An astronaut, on the moon, fashioning a large hook to a long rope.

    What We Do In The Background (Shadows)

    TLDR

    We introduce a new background syncing API, improve webhooks based on community feedback, and add an experimental cache that can run on client and server.

    TriplitClient.subscribeBackground

    This week we're introducing a new way to subscribe to queries from the server: TriplitClient.subscribeBackground. This function is similar to TriplitClient.subscribe, but it doesn't provide an onResults callback -- it is strictly responsible for listening to changes to a query from the server and updating the local database. Some of our users have been employing a pattern of one large subscription to the server to keep their local database up to date, and then defining many local-only subscriptions to cut down on traffic to the server. This was possible before, but the original TriplitClient.subscribe method would do the additional work of preparing query results for an onResults handler. subscribeBackground skips this work, which can make a noticeable difference for large databases.

    Here's how you might use it:

    import { TriplitClient } from '@triplit/client';
    
    const client = new TriplitClient({
      endpoint: 'https://api.example.com',
      token: 'my-secret-token',
    });
    
    const unsubscribeBackground = client.subscribeBackground(
      client.query('todos').build(),
      {
        onFulfilled: () => {
          console.log('Received initial results from the server');
        },
        onError: (e: Error) => {
          console.error(e);
        },
      }
    );
    
    const unsubscribeLocal = client.subscribe(
      client.query('todos').where('completed', '=', false).build(),
      (results) => {
        console.log('Got latest query results', results);
      },
      (error) => {
        console.error('Error in query', error);
      },
      { localOnly: true }
    );
    

    More complete webhooks

    Two weeks ago we previewed webhooks for Triplit servers. With a couple more more weeks of development under our belts, and some useful feedback from the community, we've made a key improvement. The payloads of webhooks will now include the new and old versions of an entity, where applicable. So for an update event, the payload will have the entity before and after the change. For a delete event, the payload of the entity before it was deleted.

    Here's an example of a webhook payload for a single transaction with an insert, update and delete:

    {
      "collectionName": "todos",
      "inserts": [
        {
          "id": "3",
          "entity": {
            "id": "3",
            "text": "Do the dishes",
            "completed": false
          },
          "oldEntity": null
        }
      ],
      "updates": [
        {
          "id": "2",
          "entity": {
            "id": "2",
            "text": "Walk the dogs",
            "completed": true // has been changed
          },
          "oldEntity": {
            "id": "2",
            "text": "Walk the dogs",
            "completed": false
          }
        }
      ],
      "deletes": [
        {
          "id": "1",
          "entity": null,
          "oldEntity": {
            "id": "1",
            "text": "Make breakfast",
            "completed": true
          }
        }
      ]
    }
    

    Webhooks remain available in preview in development (i.e. using triplit dev) and for self-hosted instances of Triplit.

    Experimental caching

    We've added some additional in-memory caching capabilities to the client and server.
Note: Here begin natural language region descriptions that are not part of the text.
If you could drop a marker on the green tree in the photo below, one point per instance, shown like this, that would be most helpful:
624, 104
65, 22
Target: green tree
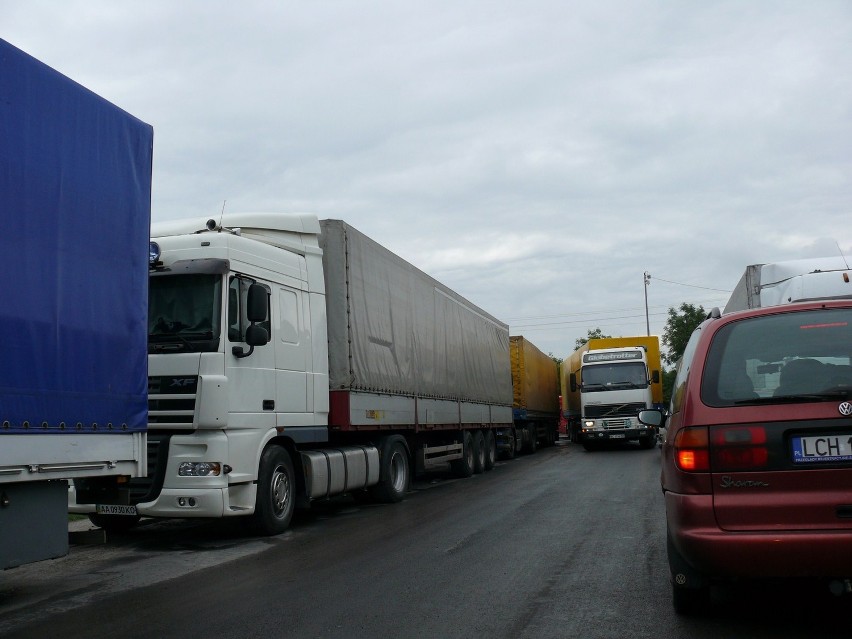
592, 334
679, 327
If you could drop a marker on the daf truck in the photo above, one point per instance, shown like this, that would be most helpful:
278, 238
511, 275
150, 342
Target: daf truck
75, 205
605, 383
292, 359
802, 280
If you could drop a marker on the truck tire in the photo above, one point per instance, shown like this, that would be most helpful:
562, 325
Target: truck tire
532, 444
114, 523
464, 467
511, 450
478, 452
276, 488
648, 442
490, 449
395, 472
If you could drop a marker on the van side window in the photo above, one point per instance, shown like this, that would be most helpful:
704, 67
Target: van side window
685, 363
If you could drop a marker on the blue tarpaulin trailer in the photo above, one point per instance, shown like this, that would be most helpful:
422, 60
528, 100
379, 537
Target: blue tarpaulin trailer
75, 208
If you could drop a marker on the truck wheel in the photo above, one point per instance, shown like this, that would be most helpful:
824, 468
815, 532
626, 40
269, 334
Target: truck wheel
490, 450
464, 467
276, 483
519, 441
478, 452
114, 523
395, 471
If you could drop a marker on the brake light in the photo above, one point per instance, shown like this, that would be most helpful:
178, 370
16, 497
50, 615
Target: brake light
691, 448
739, 448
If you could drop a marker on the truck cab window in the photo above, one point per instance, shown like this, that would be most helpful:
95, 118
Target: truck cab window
238, 320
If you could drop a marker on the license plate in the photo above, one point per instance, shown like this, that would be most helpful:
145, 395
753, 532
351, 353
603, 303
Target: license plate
822, 449
108, 509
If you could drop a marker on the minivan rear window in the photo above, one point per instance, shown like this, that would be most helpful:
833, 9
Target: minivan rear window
783, 358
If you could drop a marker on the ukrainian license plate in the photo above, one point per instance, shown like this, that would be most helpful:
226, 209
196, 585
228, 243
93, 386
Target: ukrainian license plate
109, 509
822, 449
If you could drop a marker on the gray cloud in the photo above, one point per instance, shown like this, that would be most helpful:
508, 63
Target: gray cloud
537, 157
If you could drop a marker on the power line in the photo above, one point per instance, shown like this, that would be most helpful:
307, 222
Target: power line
706, 288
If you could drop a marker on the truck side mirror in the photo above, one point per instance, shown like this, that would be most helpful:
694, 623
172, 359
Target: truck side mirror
257, 304
256, 310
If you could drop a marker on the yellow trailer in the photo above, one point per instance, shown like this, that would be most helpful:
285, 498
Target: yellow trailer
535, 390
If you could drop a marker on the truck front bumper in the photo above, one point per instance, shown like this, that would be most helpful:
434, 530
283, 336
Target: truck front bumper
589, 435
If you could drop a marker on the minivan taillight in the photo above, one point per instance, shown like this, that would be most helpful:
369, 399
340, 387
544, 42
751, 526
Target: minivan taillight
739, 448
691, 448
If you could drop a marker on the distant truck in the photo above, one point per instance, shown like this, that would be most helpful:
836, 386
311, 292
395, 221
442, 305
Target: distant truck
293, 359
75, 204
535, 400
605, 383
791, 281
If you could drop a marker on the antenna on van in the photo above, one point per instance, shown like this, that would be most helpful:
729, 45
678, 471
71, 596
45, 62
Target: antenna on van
840, 250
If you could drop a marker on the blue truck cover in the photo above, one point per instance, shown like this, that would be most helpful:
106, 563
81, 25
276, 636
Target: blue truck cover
75, 204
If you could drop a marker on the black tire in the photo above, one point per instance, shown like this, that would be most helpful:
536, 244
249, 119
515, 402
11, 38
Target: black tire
511, 449
276, 492
519, 442
114, 523
490, 450
532, 444
464, 467
395, 472
478, 452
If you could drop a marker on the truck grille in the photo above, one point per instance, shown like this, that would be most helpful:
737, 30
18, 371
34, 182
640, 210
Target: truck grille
171, 400
607, 411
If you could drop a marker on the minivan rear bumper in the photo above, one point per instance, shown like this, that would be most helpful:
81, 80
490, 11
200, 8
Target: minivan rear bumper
754, 554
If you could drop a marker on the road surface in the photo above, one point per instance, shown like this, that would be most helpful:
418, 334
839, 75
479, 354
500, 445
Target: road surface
562, 543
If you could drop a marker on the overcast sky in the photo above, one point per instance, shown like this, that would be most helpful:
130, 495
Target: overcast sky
538, 157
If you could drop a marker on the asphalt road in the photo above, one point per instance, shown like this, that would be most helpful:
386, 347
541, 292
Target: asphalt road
562, 543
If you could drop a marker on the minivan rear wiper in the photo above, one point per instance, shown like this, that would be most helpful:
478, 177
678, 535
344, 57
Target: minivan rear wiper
826, 395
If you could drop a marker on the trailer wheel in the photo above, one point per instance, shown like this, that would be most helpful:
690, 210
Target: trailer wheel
478, 452
532, 444
464, 467
490, 450
114, 523
276, 484
395, 472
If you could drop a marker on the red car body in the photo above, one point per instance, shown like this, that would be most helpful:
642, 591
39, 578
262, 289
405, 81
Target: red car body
757, 461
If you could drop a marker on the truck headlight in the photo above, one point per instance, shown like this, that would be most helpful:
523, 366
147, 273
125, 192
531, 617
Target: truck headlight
199, 469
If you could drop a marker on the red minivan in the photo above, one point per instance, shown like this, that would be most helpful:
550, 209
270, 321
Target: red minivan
757, 461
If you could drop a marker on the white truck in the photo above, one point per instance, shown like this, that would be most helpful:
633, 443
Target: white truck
791, 281
292, 359
73, 386
605, 384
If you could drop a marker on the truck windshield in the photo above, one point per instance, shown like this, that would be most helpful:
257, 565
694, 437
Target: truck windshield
615, 376
184, 312
803, 356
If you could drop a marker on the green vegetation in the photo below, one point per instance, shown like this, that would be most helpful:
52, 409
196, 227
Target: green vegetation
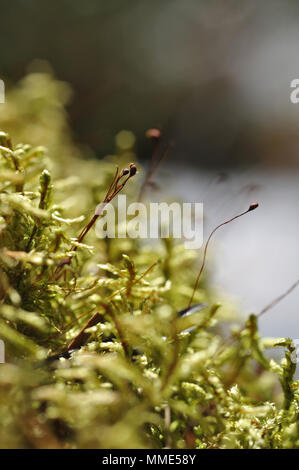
132, 371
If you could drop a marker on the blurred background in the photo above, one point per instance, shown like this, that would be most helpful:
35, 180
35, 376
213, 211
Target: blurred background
215, 77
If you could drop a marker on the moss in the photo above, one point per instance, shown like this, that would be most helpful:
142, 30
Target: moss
101, 354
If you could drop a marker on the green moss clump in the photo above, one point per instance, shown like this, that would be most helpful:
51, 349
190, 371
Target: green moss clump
138, 375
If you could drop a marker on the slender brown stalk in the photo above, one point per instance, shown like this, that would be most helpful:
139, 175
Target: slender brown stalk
251, 208
115, 187
156, 161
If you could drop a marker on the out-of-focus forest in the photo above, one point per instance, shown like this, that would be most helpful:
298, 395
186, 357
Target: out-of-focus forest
215, 76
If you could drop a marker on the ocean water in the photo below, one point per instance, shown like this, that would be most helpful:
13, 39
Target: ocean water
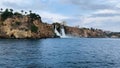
60, 53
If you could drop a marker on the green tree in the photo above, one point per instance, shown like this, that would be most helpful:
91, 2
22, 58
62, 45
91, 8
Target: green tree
11, 10
30, 11
6, 14
34, 28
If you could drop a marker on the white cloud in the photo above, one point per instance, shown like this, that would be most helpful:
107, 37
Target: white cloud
107, 11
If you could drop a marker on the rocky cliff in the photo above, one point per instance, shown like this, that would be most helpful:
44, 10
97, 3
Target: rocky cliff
17, 25
24, 26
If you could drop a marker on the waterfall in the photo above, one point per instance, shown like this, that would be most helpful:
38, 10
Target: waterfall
57, 33
62, 34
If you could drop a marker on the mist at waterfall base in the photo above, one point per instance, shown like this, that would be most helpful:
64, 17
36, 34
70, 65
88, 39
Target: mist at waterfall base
62, 34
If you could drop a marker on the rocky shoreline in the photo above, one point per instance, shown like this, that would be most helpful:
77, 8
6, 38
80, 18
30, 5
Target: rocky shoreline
30, 26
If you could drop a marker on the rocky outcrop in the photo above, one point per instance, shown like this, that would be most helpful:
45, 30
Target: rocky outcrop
16, 25
24, 27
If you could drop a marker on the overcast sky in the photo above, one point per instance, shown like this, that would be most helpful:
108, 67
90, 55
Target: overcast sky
101, 14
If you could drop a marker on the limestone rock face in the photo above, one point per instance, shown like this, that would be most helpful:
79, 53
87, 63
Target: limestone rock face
22, 27
85, 32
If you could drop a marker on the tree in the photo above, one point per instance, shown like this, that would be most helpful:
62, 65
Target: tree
6, 14
1, 9
11, 10
30, 11
25, 12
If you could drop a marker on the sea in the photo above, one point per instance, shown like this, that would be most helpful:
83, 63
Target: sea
60, 53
This is an experimental feature that we've developed with the goal of cutting down on both the frequency with which a client/server reads from durable storage and the amount of processing required to prepare query results. In our internal tests, use of this cache dramatically speeds up the database reads on subsequent queries on the same data.
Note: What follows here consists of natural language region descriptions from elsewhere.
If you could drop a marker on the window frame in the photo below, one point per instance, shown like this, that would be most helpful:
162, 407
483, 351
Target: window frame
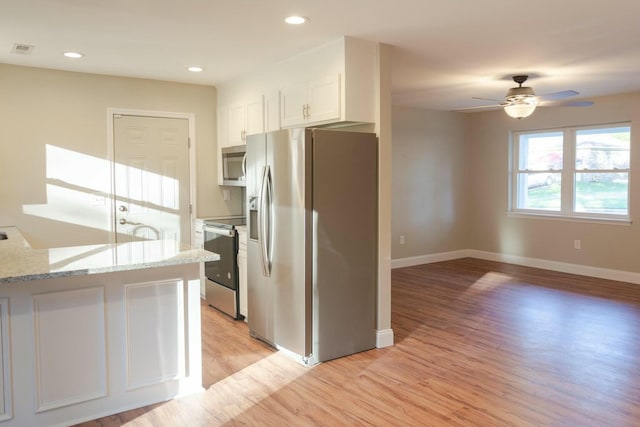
568, 176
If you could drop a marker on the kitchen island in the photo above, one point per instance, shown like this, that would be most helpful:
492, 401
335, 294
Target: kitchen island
89, 331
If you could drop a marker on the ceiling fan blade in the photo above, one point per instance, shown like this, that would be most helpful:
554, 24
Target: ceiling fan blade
478, 108
569, 104
486, 99
558, 95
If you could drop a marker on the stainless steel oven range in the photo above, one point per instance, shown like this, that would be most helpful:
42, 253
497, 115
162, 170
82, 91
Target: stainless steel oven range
222, 276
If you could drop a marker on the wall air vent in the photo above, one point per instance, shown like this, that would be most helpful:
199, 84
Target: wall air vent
22, 48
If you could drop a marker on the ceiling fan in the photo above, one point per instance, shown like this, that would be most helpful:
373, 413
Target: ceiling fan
521, 101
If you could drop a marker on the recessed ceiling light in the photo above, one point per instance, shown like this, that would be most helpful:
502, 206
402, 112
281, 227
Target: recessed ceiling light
296, 20
74, 55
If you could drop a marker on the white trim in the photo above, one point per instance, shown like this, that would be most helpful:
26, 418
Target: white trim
384, 338
428, 259
563, 267
625, 220
6, 367
191, 118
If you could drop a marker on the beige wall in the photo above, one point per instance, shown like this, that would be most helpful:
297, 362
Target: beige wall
46, 113
450, 188
603, 245
429, 192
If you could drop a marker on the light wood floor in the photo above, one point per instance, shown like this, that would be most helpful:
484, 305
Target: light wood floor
478, 343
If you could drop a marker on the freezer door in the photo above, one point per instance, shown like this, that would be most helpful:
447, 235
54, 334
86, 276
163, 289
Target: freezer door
289, 157
259, 287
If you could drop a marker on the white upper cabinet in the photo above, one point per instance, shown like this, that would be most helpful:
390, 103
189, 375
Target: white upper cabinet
272, 111
246, 118
313, 101
333, 84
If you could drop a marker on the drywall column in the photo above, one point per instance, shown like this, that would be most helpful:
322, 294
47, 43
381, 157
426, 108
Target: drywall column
384, 333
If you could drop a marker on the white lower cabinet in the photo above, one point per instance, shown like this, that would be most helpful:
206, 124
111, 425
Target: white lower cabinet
242, 268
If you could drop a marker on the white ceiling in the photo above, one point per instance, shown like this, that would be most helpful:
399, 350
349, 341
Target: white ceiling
446, 51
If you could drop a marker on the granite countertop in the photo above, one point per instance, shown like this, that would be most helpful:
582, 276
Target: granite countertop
20, 263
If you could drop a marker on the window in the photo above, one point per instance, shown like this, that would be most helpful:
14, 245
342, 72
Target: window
573, 172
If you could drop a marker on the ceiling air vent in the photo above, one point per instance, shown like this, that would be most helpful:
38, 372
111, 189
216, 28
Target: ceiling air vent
22, 48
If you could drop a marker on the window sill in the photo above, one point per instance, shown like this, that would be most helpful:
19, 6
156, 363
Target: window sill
574, 218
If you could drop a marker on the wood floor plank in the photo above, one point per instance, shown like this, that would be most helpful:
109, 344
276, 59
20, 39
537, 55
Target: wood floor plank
478, 343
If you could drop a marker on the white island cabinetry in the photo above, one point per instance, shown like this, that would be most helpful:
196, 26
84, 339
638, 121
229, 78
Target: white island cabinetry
90, 331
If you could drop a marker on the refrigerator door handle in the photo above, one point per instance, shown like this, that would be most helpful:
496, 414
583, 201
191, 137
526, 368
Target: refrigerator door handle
263, 226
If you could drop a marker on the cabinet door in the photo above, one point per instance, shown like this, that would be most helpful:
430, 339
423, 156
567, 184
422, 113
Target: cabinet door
272, 111
255, 117
223, 127
292, 105
236, 120
324, 99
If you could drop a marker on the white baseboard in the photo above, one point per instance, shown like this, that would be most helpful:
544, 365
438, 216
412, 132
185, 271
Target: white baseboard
384, 338
428, 259
584, 270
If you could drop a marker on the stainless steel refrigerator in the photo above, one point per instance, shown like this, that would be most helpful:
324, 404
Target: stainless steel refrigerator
312, 241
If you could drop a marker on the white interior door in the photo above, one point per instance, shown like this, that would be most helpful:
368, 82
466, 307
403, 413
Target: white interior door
151, 186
    This feature is experimental and disabled behind an option. On the client, you can enable it like so:

    import { TriplitClient } from '@triplit/client';
    
    const client = new TriplitClient({
      experimental: { entityCache: { capacity: 1000 } },
    });
    

    And on a self-hosted server or when running a local development server with npx triplit dev, you can enable it by setting environment variables:

    ENTITY_CACHE_ENABLED=true
    ENTITY_CACHE_CAPACITY=1000000
    

    We will be making this configurable for Triplit Cloud instances in the future.

    Other improvements

    • We've made changes to our hosted Triplit Cloud instances which should improve stability.
    • We've released a fix for Expo SQLite adapter on React Native.